Audrey with her mother, Rashida Dunn-Nasr, who is considering home schooling for her kids after an online school disciplinary incident with Audrey in the spring. (Photo: Courtesy Rashida Dunn-Nasr)
Audrey with her mother, Rashida Dunn-Nasr, who is considering home schooling for her kids after an online school disciplinary incident with Audrey in the spring. (Photo: Courtesy Rashida Dunn-Nasr)

But of the many challenges school districts have had to consider as they manage reopening plans, whether it be virtual or in-person, school discipline may be far down on the list, worries Cami Anderson, founder of The Discipline Revolution Project, an initiative dedicated to helping schools find more positive approaches to punishment.

Anderson emphasizes that students are going to inevitably engage in more conflict this year, after months at home, living through the collective trauma of COVID-19. Black children in particular, who often disproportionately face harsh punishments in school, have also had to watch public incidents of lethal police violence play out.

“You’re going to have a lot more incidents and conflict and difficulty … yet the time that’s being spent to think that piece through doesn’t feel adequate,” Anderson said.

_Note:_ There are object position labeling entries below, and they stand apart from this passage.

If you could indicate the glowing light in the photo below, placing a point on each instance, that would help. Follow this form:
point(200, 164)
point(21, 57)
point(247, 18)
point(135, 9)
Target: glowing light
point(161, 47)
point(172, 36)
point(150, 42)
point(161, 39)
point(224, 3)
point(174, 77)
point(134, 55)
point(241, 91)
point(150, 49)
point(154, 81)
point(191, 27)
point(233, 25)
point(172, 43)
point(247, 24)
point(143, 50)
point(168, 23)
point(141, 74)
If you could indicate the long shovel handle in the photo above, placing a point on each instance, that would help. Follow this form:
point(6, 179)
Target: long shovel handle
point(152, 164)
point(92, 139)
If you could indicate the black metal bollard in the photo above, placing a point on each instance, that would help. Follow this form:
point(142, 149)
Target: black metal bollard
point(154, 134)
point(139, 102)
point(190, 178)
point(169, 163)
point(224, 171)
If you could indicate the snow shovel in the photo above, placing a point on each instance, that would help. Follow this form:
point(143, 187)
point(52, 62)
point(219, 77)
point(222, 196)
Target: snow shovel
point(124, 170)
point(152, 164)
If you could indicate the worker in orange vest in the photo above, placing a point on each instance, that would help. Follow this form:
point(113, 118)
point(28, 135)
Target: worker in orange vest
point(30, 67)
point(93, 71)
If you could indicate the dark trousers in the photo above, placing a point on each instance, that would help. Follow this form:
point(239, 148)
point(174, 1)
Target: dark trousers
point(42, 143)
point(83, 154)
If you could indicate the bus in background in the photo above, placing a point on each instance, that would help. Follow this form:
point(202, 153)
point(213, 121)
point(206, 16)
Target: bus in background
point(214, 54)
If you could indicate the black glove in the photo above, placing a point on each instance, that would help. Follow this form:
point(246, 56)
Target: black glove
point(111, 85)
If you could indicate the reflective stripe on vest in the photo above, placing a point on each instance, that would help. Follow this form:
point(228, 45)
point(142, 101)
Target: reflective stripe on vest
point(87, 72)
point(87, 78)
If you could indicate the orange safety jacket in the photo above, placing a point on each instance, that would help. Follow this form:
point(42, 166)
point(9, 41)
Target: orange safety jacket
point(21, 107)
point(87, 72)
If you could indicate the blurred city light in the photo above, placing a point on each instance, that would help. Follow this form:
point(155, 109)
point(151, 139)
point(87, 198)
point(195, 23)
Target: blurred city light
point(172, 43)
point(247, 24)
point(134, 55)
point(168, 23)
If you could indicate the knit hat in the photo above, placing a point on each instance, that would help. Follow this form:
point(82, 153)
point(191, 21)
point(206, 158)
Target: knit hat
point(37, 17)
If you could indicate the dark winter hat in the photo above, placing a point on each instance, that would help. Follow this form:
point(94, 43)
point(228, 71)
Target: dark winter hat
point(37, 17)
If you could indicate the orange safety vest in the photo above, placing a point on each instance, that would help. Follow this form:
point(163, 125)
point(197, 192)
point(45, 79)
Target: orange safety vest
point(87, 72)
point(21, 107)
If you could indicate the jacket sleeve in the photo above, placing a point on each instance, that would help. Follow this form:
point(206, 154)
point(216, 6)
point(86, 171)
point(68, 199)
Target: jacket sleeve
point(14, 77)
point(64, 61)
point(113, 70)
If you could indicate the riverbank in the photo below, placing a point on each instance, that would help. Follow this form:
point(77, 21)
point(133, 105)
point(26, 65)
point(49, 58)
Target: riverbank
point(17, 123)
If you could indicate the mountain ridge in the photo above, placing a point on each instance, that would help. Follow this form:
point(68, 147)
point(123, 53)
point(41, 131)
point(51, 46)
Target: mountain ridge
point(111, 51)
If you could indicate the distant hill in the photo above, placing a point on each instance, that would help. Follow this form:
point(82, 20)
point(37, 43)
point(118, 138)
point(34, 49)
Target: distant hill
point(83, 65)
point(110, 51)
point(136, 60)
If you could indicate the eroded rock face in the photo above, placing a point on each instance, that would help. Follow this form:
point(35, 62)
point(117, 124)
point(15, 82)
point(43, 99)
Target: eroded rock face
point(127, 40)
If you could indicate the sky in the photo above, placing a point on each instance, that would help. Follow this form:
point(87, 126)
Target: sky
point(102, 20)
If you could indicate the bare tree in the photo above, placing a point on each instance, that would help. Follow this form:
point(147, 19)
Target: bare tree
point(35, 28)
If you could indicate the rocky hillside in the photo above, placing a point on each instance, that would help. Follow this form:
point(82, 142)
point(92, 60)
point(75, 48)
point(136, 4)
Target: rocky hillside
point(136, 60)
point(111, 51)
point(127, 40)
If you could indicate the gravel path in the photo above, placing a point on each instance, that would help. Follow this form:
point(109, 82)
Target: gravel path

Anderson has already heard of several egregious examples of kids getting punished for appearing on Zoom without wearing their uniforms or for failing to properly submit their work online, but she’s also heard of kids acting willfully inappropriate on camera. She’s been working with partners to talk through each scenario and imagine ways to keep students learning, despite the challenges.

Schools are likely to continue the habits they made before the pandemic: If they were quick to punish students before, that’s only been heightened, while if they had support structures in place to help keep students in the classroom, that’s continued as well.

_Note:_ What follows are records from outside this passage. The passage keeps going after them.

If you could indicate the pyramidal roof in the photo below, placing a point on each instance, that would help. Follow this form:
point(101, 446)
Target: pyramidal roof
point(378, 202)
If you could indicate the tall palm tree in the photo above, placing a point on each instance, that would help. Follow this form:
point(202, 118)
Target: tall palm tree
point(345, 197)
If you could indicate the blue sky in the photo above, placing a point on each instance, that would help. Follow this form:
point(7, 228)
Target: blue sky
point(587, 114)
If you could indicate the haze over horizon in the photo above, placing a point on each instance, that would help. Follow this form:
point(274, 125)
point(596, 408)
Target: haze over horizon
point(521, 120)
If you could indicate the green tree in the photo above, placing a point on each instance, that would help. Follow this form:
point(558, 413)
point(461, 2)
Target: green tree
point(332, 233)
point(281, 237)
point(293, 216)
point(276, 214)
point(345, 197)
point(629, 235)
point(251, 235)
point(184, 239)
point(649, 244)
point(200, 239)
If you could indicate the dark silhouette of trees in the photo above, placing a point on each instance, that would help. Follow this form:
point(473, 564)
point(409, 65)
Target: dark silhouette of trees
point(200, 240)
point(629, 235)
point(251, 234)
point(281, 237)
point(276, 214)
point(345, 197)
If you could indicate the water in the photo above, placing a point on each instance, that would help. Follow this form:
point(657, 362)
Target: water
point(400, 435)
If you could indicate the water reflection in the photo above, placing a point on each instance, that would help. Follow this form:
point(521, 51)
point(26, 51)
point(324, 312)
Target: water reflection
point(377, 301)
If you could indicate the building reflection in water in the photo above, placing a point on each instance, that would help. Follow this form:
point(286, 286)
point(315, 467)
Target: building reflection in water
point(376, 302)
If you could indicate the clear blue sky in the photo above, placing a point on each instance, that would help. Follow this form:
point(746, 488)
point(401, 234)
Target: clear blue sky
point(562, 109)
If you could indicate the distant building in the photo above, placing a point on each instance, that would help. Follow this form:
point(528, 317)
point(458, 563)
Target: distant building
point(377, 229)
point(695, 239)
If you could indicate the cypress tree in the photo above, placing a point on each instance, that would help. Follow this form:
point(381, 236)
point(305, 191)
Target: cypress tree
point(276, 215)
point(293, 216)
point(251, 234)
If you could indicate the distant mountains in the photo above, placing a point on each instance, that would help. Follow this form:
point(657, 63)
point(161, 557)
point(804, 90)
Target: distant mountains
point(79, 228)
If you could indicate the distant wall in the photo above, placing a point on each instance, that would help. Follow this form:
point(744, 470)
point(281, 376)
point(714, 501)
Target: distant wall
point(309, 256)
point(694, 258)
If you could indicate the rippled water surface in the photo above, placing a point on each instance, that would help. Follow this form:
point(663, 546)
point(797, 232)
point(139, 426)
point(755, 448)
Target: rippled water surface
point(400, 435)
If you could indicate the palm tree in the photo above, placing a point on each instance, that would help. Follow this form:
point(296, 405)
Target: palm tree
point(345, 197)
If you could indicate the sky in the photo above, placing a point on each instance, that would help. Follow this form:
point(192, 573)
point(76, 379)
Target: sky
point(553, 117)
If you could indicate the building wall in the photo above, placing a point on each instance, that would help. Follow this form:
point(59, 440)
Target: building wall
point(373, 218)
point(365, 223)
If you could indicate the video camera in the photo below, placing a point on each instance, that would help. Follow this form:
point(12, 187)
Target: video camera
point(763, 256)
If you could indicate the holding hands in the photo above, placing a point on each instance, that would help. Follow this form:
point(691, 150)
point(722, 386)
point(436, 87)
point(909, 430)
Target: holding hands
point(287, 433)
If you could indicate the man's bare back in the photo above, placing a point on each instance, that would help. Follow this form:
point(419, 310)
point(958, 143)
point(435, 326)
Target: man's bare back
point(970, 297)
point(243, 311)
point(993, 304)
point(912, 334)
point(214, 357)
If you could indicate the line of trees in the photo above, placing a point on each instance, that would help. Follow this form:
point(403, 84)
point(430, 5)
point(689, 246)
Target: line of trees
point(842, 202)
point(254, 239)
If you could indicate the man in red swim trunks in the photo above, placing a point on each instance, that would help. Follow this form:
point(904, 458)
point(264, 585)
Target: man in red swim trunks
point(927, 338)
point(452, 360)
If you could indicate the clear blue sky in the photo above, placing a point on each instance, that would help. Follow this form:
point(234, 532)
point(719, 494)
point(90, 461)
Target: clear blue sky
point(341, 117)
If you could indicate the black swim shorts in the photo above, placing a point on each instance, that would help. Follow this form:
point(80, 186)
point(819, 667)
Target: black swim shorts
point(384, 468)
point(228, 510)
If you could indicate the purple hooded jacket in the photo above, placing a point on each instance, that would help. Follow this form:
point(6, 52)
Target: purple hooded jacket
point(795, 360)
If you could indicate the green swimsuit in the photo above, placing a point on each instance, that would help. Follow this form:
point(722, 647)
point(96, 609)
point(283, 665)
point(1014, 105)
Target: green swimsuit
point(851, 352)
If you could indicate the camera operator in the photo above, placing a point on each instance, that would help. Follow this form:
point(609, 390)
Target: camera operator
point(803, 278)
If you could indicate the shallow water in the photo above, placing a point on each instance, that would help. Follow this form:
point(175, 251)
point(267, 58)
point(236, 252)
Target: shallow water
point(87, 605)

But amid a litany of unprecedented questions, she understands that school leaders are overwhelmed and drowning in challenges.

It’s a “lack of access to good information, confusion, struggle, not willful acts of not wanting to do the right thing. And frankly if it is, it’s our job to do everything humanly possible to connect with every family and get them instructional minutes by every means necessary,” she said.

In California at least, a group of school discipline attorneys recently wrote to the governor asking him to take actions that would stop schools from expelling students during the pandemic and that all expulsion referrals from pre-coronavirus times be rescinded. However, without a groundswell of support, the effort faltered, said Oscar Lopez, interim director of the education advocacy clinic at East Bay Community Law Center.

“It would be great if during the fall period the practice of excluding students from Zoom classrooms is prohibited,” Lopez said.

The punishment Audrey faced has had a lasting impact on her view of school. She doesn’t want to sign back on in the fall. Her mother is considering home schooling her for the time being after this incident and others involving Audrey’s siblings made her lose trust in the district.

“I don’t know why they suspended me. I didn’t even know I was sending support tickets. I don’t even know what happened,” Audrey said, burying her head against her mother.